5 – Ensure Canadians are well-informed through sustained and appropriate public health campaigns, and for youth in particular, ensure that risks are understood.
This
might be serious a problem area. While it sounds fairly reasonable, the
Harper messages on cannabis could have been summed up the same way. The
devil is in the details, and given the Honourable Bill Blair’s confusion
between cannabis and tomatoes (the tea of one will kill you, and it’s
not the one that’s currently illegal), it may not be an easy one to gain
consensus on.
Cannabis is often compared to alcohol and tobacco, but
very selectively. The harms it can cause are typically closer to caffeine,
as is its addictive potential, and yet, the tone of these discussions
usually continues to treat cannabis as tobacco and alcohol, and this
discussion paper also does so expressly. This does not represent
evidence-based policy, but selective-evidence-based policy.
6 – Establish and enforce a system of strict production, distribution and sales, taking a public health approach, with regulation of quality and safety (e.g., child-proof packaging, warning labels), restriction of access, and application of taxes, with programmatic support for addiction treatment, mental health support and education programs.
When
they mention addiction treatment, it sounds like they are speaking of
cannabis addiction. Mental health and education all focused on cannabis,
and it seems to be missing the point.
While there are no similar plans
in place for dealing with coffee addiction (or sugar for that matter),
there is a real fear that the task force may miss the boat on this.
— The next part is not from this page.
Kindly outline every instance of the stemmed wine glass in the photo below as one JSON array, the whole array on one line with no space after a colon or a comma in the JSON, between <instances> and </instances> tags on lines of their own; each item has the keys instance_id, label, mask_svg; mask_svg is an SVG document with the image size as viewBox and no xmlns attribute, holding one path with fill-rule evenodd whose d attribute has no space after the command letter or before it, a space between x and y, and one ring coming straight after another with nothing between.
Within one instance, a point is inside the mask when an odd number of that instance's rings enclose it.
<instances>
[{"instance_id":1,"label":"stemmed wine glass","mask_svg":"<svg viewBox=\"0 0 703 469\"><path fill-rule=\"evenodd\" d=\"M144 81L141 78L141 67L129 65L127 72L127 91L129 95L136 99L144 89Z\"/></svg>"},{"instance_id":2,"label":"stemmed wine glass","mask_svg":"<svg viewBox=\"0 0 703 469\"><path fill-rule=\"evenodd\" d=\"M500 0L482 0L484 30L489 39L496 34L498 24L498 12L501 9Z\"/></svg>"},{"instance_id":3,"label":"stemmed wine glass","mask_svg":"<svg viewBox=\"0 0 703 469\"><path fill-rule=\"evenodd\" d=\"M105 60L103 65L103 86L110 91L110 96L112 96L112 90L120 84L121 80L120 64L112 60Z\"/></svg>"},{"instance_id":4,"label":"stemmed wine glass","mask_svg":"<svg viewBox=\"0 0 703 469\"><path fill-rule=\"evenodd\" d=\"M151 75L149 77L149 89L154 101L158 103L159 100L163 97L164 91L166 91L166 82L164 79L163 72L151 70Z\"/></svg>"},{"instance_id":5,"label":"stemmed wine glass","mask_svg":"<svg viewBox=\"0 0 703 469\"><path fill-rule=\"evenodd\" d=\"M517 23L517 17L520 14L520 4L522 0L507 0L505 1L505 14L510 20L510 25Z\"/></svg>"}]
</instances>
Cannabis has been used as treatment for serious addictions to truly
dangerous substances, and this fear of its own addictive potential may
put a serious crimp in any plans to more fully benefit from this
knowledge.
This
also raises the question of where the line on medical will be drawn.
Does it remain the same so as to maximize tax revenue? Or will we truly
put public health first and take full advantage of all the therapeutic
benefits cannabis has to offer us? And what does this do for non-medical
research?
Canada’s hemp industry has been severely hampered by
prohibition, and if we want to reap these benefits as well, this also
needs to be addressed. Would education programs include cannabis skills
training for underemployed sections of the workforce?
7 – Continue to provide access to quality-controlled marijuana for medical purposes consistent with federal policy and Court decisions.
The
phrase ‘consistent with federal policy and court decisions’ is an
oxymoron. Federal cannabis policy has only ever been consistent with
court decisions between the time it is introduced, and the time the
court first gets to decide on it. That’s it. In 2013 when the Liberals
unveiled their legalization position paper, it was missing any discussion of medical cannabis.
Given
that the rules around medical cannabis can make or break any restrictive
legalization plan, this inconsistent advice appears to reflect a
failure to understand the importance of this issue.
8 – Conduct ongoing data collection, including gathering baseline data, to monitor the impact of the new framework.
Review.
Okay…Not much of a point on its own, but… yes please, check to see how
whatever you came up with actually works. That would be nice.
Missing
completely from these objectives is any mention of other Liberal
campaign platforms. Will they discuss how cannabis legalization fits
with their “New Plan for a Stronger Middle Class“?
Will they discuss how cannabis can help them achieve some of their
stated goals, such as ‘opening the door to prosperity’, ‘a more
compassionate Canada’, and ‘expanding exports and opportunities’?